O que antes era privado de espessura, a superfície em si, a paisagem, passa a ter profundidade, ganha uma nova representação em obras que abrigam elementos de fratura nos quais a cidade deixa de ser um todo. Eles desconstroem a estrutura tradicional das aparências. Suas obras são representações estéticas do território no qual a geometria euclidiana, das superfícies, é posta em xeque-mate.
The sculptures and photographs that Aline exhibits carry by themselves a poetic, transitory sense, which occupies an imprecise place in space. As if relieved of its weight, its columns carry the delicate density of a landscape. In her imposing and enigmatic central sculpture, the white of the plaster she uses denotes an asepsis in the sculpture, creating a circular and anonymous landscape. After all, what is the landscape, where does it come from and where does it go? She creates a figuration that brings an anonymity and a “haughty impersonality”, an expression that Rodrigo Naves used in an essay about Antonio Lizárraga.

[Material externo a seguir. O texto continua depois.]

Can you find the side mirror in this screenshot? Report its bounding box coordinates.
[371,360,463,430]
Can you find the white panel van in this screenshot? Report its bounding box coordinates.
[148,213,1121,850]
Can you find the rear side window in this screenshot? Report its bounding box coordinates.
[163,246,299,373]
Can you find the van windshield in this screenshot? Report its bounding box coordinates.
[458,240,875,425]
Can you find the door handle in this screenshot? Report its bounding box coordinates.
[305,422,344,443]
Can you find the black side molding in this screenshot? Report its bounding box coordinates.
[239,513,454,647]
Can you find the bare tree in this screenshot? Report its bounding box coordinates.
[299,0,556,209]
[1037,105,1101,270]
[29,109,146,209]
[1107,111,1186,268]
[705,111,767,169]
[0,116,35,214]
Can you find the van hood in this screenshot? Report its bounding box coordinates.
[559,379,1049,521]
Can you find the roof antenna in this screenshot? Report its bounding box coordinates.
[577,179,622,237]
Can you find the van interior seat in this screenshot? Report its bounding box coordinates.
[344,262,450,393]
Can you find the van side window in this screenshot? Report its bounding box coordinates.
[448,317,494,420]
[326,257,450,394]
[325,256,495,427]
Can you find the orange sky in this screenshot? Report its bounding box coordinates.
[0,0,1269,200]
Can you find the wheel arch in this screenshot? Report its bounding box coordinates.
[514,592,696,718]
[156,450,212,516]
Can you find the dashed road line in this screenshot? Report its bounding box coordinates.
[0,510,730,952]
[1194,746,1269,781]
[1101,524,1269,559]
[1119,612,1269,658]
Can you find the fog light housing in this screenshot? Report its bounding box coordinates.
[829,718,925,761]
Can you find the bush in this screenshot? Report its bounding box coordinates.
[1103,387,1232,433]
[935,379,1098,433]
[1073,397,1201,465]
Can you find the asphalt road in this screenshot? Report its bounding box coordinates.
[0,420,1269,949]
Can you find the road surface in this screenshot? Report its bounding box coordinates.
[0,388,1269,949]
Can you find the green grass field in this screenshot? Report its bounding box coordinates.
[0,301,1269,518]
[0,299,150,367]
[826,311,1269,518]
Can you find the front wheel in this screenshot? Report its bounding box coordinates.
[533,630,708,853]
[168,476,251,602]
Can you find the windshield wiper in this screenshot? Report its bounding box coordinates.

Both represent the wholeness of things through the split, cracked, cracked floor, the grooves, the junctions and interpositions, the repetition that connects. Are the cavities, cuts, cracks, interruptions, grooves, gaps and voids filled? The surface that goes beyond being a limit, the frontier of something or its axis, the axiality of the urban layout. In Casa de Vidro, they mimic the environment, the surroundings, the city. Places displaced from their place of origin. Aline and Jeff embellish the opacity of the world, its bitterness, its heaviness and also its lightness. They act as topologists who go beyond the surface of things. They reveal the tension between [dis]order and chance. There is a lightness in these works, which Italo Calvino reminds us, that precision, in ancient Egypt, “was symbolized by a feather that served as a weight in one of the scales on which souls were weighed”. This plume was called Maat, and its hieroglyph also indicated the unit of length, “the 33 cm of the unitary brick”.
What was previously deprived of thickness, the surface itself, the landscape, now has depth, gains a new representation in works that harbor elements of fracture in which the city ceases to be a whole. They deconstruct the traditional structure of appearances. Their works are aesthetic representations of the territory in which Euclidean geometry, of surfaces, is put in checkmate.